What quadratic function has roots of 2 and 7 ? Does more than one function have these roots?

Watch This

James Sousa: Find a Quadratic Function with Fractional Real Zeros

Guidance

If x=2 and x=5 are roots of a quadratic function, then (x - 2) and (x-5) must have been factors of the quadratic equation. Therefore, a quadratic function with roots 2 and 5 is:

y&=(x-2)(x-5)\\y&=x^2-7x+10

Note that there are many other functions with roots of 2 and 5 . These functions will all be multiples of the function above. The function below would also work:

y&=2(x-2)(x-5)\\y&=2x^2-14x+20

If you don't know the solutions of a quadratic equation, but you know the sum and the product of the solutions, you can find the equation. If r_1 and r_2 are the solutions to the quadratic equation ax^2+bx+c=0 , then

{\color{red}r_1 + r_2 = -\frac{b}{a} \ and \ r_1 \times r_2 = \frac{c}{a}} .

The quadratic can be rewritten as:

{\color{red}x^2 - \text{(sum of the solutions)}x + \text{(product of the solutions)}=0}

{\color{red}x^2 - \left(-\frac{b}{a}\right)x + \left(\frac{c}{a}\right)=0}

Where did these sum and products come from? Consider the sum of the two solutions obtained from the quadratic formula:

& r_1 + r_2 = \left(\frac{-b+\sqrt{b^2-4ac}}{2a}\right) + \left(\frac{-b-\sqrt{b^2-4ac}}{2a}\right) \\& r_1 + r_2 = -\frac{b}{2a} + \frac{\sqrt{b^2-4ac}}{2a} -\frac{b}{2a} - \frac{\sqrt{b^2-4ac}}{2a} \\& r_1 + r_2 = -\frac{b}{2a} + \cancel{\frac{\sqrt{b^2-4ac}}{2a}} -\frac{b}{2a} - \cancel{\frac{\sqrt{b^2-4ac}}{2a}} \\& r_1 + r_2 = -\frac{b}{2a} -\frac{b}{2a} \\& r_1 + r_2 = -\frac{2b}{2a} \\& \boxed{r_1 + r_2 = -\frac{b}{a}}

Now consider the product of the two solutions obtained from the quadratic formula:

& r_1 \times r_2 = \left(\frac{-b+\sqrt{b^2-4ac}}{2a}\right) \times \left(\frac{-b-\sqrt{b^2-4ac}}{2a}\right) \\& r_1 \times r_2 = \left(-\frac{b}{2a} + \frac{\sqrt{b^2-4ac}}{2a}\right) \times \left(-\frac{b}{2a} - \frac{\sqrt{b^2-4ac}}{2a}\right)
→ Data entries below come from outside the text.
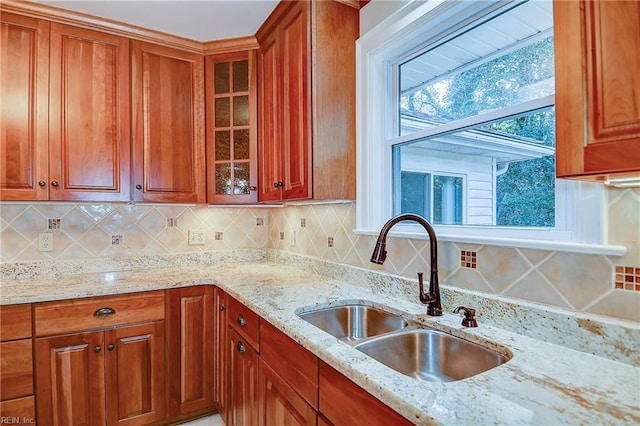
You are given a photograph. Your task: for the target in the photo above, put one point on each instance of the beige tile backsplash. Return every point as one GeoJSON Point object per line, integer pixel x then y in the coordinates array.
{"type": "Point", "coordinates": [577, 282]}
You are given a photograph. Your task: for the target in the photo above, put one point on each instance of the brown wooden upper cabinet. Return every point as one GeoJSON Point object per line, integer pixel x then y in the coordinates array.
{"type": "Point", "coordinates": [597, 88]}
{"type": "Point", "coordinates": [168, 124]}
{"type": "Point", "coordinates": [65, 105]}
{"type": "Point", "coordinates": [306, 101]}
{"type": "Point", "coordinates": [232, 140]}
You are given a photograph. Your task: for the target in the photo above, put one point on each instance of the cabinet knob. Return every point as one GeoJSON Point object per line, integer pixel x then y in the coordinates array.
{"type": "Point", "coordinates": [103, 312]}
{"type": "Point", "coordinates": [241, 320]}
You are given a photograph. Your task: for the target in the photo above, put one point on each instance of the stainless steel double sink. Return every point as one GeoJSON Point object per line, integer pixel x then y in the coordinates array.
{"type": "Point", "coordinates": [421, 353]}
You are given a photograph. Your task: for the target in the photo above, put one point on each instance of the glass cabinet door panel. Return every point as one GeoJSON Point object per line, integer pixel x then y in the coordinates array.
{"type": "Point", "coordinates": [241, 144]}
{"type": "Point", "coordinates": [241, 76]}
{"type": "Point", "coordinates": [231, 128]}
{"type": "Point", "coordinates": [223, 145]}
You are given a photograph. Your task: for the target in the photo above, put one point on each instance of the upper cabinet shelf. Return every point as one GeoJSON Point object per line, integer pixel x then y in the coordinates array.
{"type": "Point", "coordinates": [597, 89]}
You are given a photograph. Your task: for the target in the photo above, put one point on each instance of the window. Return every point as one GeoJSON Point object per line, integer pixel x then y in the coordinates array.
{"type": "Point", "coordinates": [456, 123]}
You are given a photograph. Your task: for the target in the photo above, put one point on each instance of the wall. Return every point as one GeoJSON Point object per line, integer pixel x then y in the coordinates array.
{"type": "Point", "coordinates": [93, 231]}
{"type": "Point", "coordinates": [575, 282]}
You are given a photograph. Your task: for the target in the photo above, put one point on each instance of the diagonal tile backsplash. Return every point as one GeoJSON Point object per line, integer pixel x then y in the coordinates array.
{"type": "Point", "coordinates": [101, 230]}
{"type": "Point", "coordinates": [594, 284]}
{"type": "Point", "coordinates": [577, 282]}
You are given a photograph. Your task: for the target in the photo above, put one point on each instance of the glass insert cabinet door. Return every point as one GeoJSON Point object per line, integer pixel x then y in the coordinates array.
{"type": "Point", "coordinates": [231, 128]}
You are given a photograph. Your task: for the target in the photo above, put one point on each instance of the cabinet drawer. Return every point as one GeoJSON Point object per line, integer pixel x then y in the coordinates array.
{"type": "Point", "coordinates": [244, 321]}
{"type": "Point", "coordinates": [296, 365]}
{"type": "Point", "coordinates": [15, 322]}
{"type": "Point", "coordinates": [97, 312]}
{"type": "Point", "coordinates": [16, 372]}
{"type": "Point", "coordinates": [21, 408]}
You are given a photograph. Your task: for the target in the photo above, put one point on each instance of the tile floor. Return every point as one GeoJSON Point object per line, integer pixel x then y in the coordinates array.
{"type": "Point", "coordinates": [214, 420]}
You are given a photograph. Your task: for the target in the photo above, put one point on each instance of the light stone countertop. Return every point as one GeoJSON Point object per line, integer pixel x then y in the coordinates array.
{"type": "Point", "coordinates": [543, 384]}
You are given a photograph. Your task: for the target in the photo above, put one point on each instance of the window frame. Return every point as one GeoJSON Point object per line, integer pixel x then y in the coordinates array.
{"type": "Point", "coordinates": [579, 227]}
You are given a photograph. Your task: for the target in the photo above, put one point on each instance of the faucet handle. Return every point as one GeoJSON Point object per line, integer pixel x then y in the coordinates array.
{"type": "Point", "coordinates": [469, 319]}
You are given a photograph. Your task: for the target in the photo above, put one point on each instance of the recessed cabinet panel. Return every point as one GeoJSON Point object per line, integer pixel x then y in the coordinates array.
{"type": "Point", "coordinates": [597, 52]}
{"type": "Point", "coordinates": [24, 84]}
{"type": "Point", "coordinates": [89, 116]}
{"type": "Point", "coordinates": [231, 128]}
& r_1 \times r_2 = \frac{b^2}{4a^2} - \frac{b^2-4ac}{4a^2} \\& r_1 \times r_2 = \frac{b^2-b^2 {\color{red}+}4ac}{4a^2} \\& r_1 \times r_2 = \frac{4ac}{4a^2} \\& \boxed{r_1 \times r_2 = \frac{c}{a}}

You can use these ideas to determine a quadratic equation with solutions 2+\sqrt{3} and 2-\sqrt{3} .

  • The sum of the solutions is: 2+\sqrt{3}+ 2-\sqrt{3}=4 .
  • The product of the solutions: (2+\sqrt{3})(2-\sqrt{3})=4-3=1 .

Therefore, the equation is:

{\color{red}x^2 - \text{(sum of the solutions)}x + \text{(product of the solutions)}=0}

x^2-4x+1=0

Example A

Without solving, determine the sum and the product of the solutions for the following quadratic equations:

i) x^2+3x+2=0

ii) 3m^2+4m-3=0

Solution: Remember that the sum of the solutions is -\frac{b}{a} and the product of the solutions is \frac{c}{a} .

i) For x^2+3x+2=0 , a=1, b=3, c=2 . Therefore, the sum of the solutions is: -\frac{3}{1}=-3 . The product of the solutions is \frac{2}{1}=2 .

ii) For 3m^2+4m-3=0 , a=3, b=4, c=-3 . Therefore, the sum of the solutions is: -\frac{4}{3} . The product of the solutions is \frac{-3}{3}=-1 .

Example B

Find a quadratic function with the roots: 3 \pm \sqrt{5} .

Solution: The solutions to the quadratic equation are:

x=3+\sqrt{5} and x=3-\sqrt{5}

The factors are (x-(3+\sqrt{5})) and (x-(3-\sqrt{5})) . One possible function in factored form is:

y=\left(x-3-\sqrt{5}\right)\left(x-3+\sqrt{5}\right)

Multiply and simplify:

y=x^2-3x+\sqrt{5}x - 3x+9 -3\sqrt{5} - \sqrt{5}x + 3\sqrt{5} - \sqrt{25}

& y= x^2-3x + \cancel{\sqrt{5}x} - 3x+9 -\cancel{3\sqrt{5}} -\cancel{\sqrt{5}x} + \cancel{3\sqrt{5}} -{\color{red}5}  \\& y=x^2-3x-3x+9-5 \\& \boxed{y=x^2-6x+4}

Keep in mind that any multiple of the right side of the above function would also have the given roots.

Example C

Using the solutions indicated below; determine the quadratic equation by using the sum and the product of the solutions:

3+2\sqrt{2} and 3-2\sqrt{2}

Solution: The sum of the solutions is 3+2\sqrt{2}+3-2\sqrt{2}=6 .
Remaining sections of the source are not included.